BLAIR’S CONTINUING ‘SEX’ SCANDAL
Tony Blair’s British government has had no end of grief over a claim, in an intelligence “dossier” made public last September, that Saddam’s chemical and biological weapons could be readied for use within 45 minutes. The same claim made it into at least one of President Bush’s radio addresses, even though CIA analysts did not believe the information, and, according to a source close to the agency, would have cautioned the White House to steer clear had it asked for guidance.
After the BBC reported in May that some intelligence officials believed Blair’s office had used the 45-minute claim to “sex up” the published dossier in order to marshal political support for a war to oust Saddam, the British government launched a witch hunt for the source of news leaks to the BBC. During the course of its search for the leaker, David Kelly, a government expert on Iraqi weapons of mass destruction who over the years had spoken on background to many journalists, including BBC reporters, was publicly fingered as the main source for the BBC’s “sexing up” allegation. Shortly after appearing before a parliamentary committee to deny he was the BBC’s main source, Kelly apparently committed suicide, forcing Blair to order a public inquiry into his death.
That inquiry, conducted in public by a British law lord, is already producing some embarrassments for both of the main antagonists. Witness testimony and documentary evidence suggests that not all BBC journalists felt comfortable with the “sexing up” allegation. Supervisors of the BBC reporter who initially reported the charge believed that his story could have been worded better and that he should be supervised much more closely in the future.

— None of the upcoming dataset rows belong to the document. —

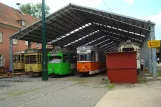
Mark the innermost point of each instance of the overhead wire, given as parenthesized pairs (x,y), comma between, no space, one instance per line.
(106,5)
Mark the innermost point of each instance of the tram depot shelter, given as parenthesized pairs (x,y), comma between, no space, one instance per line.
(74,26)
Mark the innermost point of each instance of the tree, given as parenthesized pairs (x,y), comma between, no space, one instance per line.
(34,9)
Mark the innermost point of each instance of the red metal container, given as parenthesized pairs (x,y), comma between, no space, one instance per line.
(122,67)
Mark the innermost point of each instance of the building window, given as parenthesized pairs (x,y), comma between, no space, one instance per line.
(14,41)
(23,23)
(1,37)
(26,42)
(1,60)
(37,45)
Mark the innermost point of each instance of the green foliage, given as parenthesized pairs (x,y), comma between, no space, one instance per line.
(34,9)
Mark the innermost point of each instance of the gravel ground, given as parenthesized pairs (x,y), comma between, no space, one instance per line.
(69,91)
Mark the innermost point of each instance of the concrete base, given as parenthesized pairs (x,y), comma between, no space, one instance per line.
(140,95)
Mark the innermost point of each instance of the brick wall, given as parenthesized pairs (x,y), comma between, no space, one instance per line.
(4,45)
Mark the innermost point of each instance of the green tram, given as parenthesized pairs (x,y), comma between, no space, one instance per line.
(61,62)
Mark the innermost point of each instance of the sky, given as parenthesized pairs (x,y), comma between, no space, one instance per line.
(142,9)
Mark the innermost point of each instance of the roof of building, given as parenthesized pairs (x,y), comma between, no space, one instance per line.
(74,26)
(10,16)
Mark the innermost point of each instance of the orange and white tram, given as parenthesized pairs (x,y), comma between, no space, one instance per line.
(90,60)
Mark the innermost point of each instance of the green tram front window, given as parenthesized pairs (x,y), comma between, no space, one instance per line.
(30,59)
(55,59)
(17,59)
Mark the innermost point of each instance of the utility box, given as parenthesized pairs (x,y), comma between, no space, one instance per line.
(122,67)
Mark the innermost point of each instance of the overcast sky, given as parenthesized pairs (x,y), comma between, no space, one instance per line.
(144,9)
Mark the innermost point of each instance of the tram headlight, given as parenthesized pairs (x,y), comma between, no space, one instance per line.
(83,68)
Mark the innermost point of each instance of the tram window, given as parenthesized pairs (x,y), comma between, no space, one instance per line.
(66,58)
(15,58)
(19,58)
(27,59)
(73,58)
(82,57)
(93,56)
(128,49)
(40,58)
(22,58)
(55,59)
(33,59)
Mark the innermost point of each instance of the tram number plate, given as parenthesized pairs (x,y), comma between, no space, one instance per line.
(73,66)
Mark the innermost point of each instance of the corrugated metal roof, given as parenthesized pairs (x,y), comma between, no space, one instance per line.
(74,26)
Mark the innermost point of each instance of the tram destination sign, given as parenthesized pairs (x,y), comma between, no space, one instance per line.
(154,44)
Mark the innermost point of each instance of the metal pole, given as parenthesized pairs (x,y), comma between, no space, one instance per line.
(11,56)
(44,61)
(153,50)
(29,45)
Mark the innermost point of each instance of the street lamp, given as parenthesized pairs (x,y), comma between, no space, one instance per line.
(44,59)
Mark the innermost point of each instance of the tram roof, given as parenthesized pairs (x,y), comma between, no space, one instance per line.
(74,26)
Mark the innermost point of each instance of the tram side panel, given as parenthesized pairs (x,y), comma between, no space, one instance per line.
(18,62)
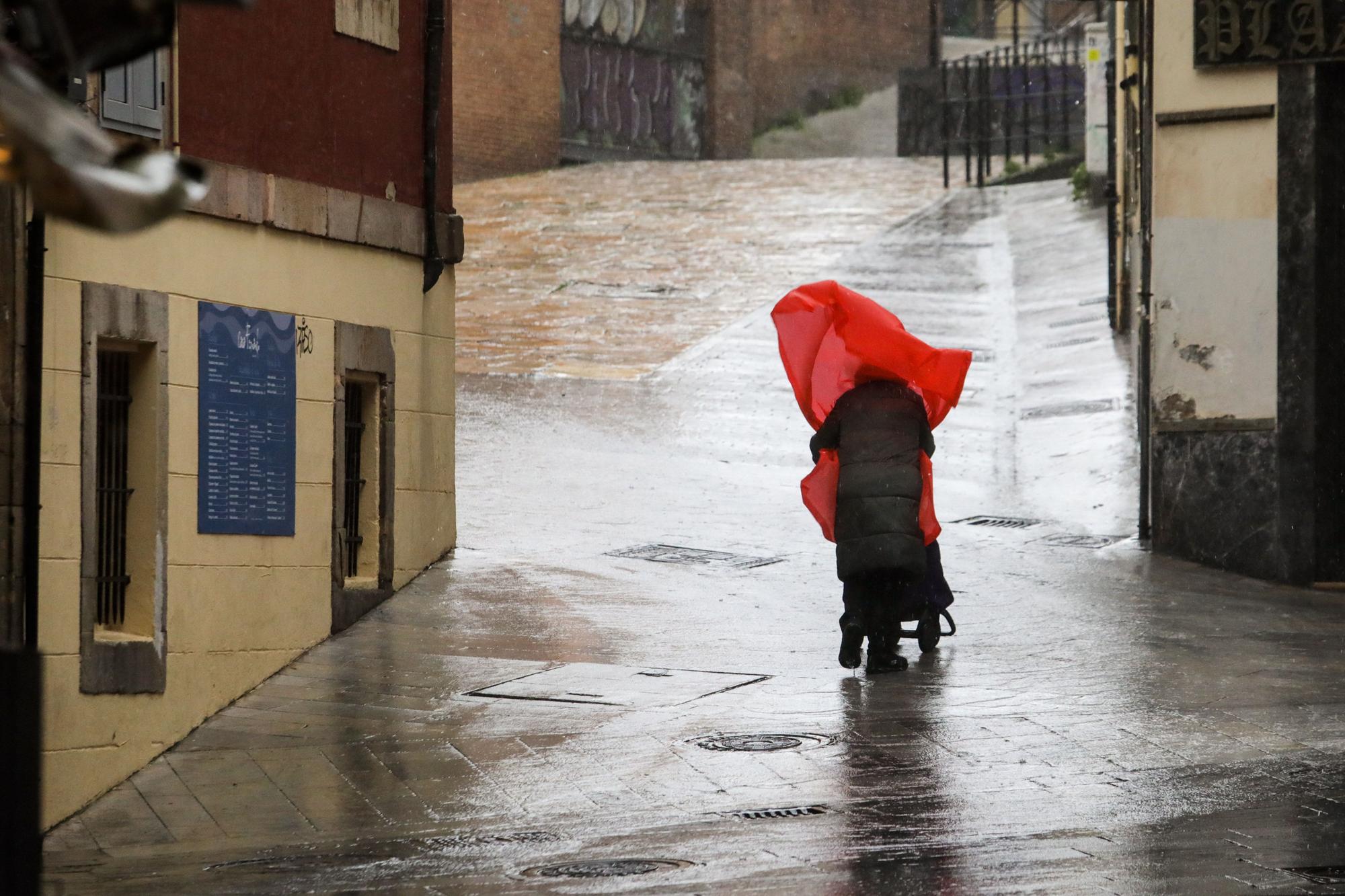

But documents dumped into the record by the inquiry team also raise new questions about the validity of the Blair government’s information about Saddam’s weapons capabilities. British intelligence sources initially told journalists that the 45-minute claim came from a high-ranking source still in place inside the Iraqi military. But the judicial inquiry last week made public a briefing note, apparently prepared by the Foreign Office for use by government spokesmen, which seemed to admit that the data did not come directly from an Iraqi military source but rather from a third party who was in touch with the Iraqi military source.
“… It came from a reliable and established source, quoting a well-placed senior officer,” the briefing note says, referring to the 45-minute claim. According to the briefing note, “against the background of other reporting at the time, the reporting was assessed as credible.”
Nonetheless, the apparent acknowledgement that the 45-minute claim was based on intelligence hearsay has certainly not enhanced the declining credibility of Blair’s government. By contrast, the Bush White House appears to have faced little consequence, even though it repeated the same claim without checking it with the CIA.